– Вы плохой человек? – вздёрнула брови я, продолжая водить кончиком указательного пальца по своей пиале, стоящей напротив меня на узорчатом блюдце.

Прислонившись спиной к стене, я машинально начала прислушиваться к мерному дыханию собеседника и острым, косым каплям дождя, врезающимся в тихо дребезжащее окно. Наши голоса были тихими и какими-то надломленными, отчего слышать их было так же уютно, как, например, слушать завывание ветра под крышей, при этом согревая своё дрожащее тело под тонкой шерстью шотландского пледа.

– Для того, чтобы быть хорошим человеком, нужно быть полезным другим людям, – уверенно произнёс свой ответ мне мистер Гутман. – Я же бóльшую часть своей жизни провёл в этих стенах, за долгие годы не сделав никому ничего хорошего.

– Но вы не делали и плохого, – заметила я.

– Разве эгоизм – это не худшее зло? Прародитель всего плохого на этой грешной земле, – задумчиво добавил мужчина.

– Эгоизм? – я посмотрела на собеседника.

– Да, – сосредоточенно смотря куда-то мимо меня, отозвался мистер Гутман. – Когда ты перестаёшь пользоваться даром своей жизни, ты отрекаешься от служения ближним, а это ничто иное, как эгоизм.

– Что значит “перестаёшь пользоваться даром своей жизни”? – в раздумье сдвинула брови я.

– С тобой что-то случается, какой-нибудь надлом, который, как бы ты не хотел и не старался, никогда уже не сможет срастись, и ты почему-то решаешь, что в твоей жизни нет больше смысла. Забываешь, что смысл жить есть всегда.

– И в чём, по-вашему, заключается смысл человеческой жизни?

– Служение ближнему.

– А что, если из тебя плохой слуга?

– Мы все слуги. Вопрос лишь в том, какому господину мы служим. Чёрному или Белому? В этом вопросе Серого нет. Третьего не дано.
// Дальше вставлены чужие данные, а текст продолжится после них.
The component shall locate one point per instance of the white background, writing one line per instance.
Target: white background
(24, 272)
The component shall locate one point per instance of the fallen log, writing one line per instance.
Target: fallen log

Мы замолчали и промолчали очень долго.

Иметь право носить память предков… В первый день своего восемнадцатилетия я подала заявление на смену фамилии. Этот шаг не решал всех моих проблем (он вообще не был способен что-либо исправить из моего прошлого), но я надеялась на то, что в будущем он поможет мне избежать новых неприятностей. Я приняла это решение в новогоднюю ночь. Тогда я решила, что после того, как я закончу школу и уеду в большой город, больше никто и никогда не узнает о том, что я Таша Грэхэм – та самая девочка с “гнильцой” из “испорченной” семьи. Я взяла фамилию человека, которого любила больше своей жизни, чтобы раз и навсегда очертить линию между мной и старшим братом, променявшим семью на проституцию, между мной и сестрой-близняшкой, променявшей семью на наркотики и выпивку, между мной и семьёй, существование которой однажды раз и навсегда оборвалось. На самом деле я безумно любила свою старую фамилию, доставшуюся мне от отца, а ему от его отца, тому от деда, а деду от прадеда… Но однажды внезапно пришедшая ко мне среди ночи идея взять девичью фамилию моей матери, запылала в моей грудной клетке необузданным пожаром. Я стала Ташей Палмер. Словно ближе к маме, к её небу, и дальше от того, что творили здесь, на земле, наши родные.

– Ты не живёшь, верно? – неожиданно, спустя десять минут молчания, вдруг спросил мистер Гутман, и от его внезапного вопроса по моему телу мгновенно пробежали невидимые мурашки. – То, что произошло с твоей мамой и братьями, произвело в тебе надлом… Десять лет – это слишком много для человеческой жизни и ещё больше для её смерти.

Когда мистер Гутман замолчал, так же неожиданно резко, как и заговорил, я уже успела превратиться в “ежа”, неспособного на поддержание конструктивного диалога. Это была запретная тема. Её нельзя было обсуждать, тем более со мной. За моей спиной – возможно. Но не со мной.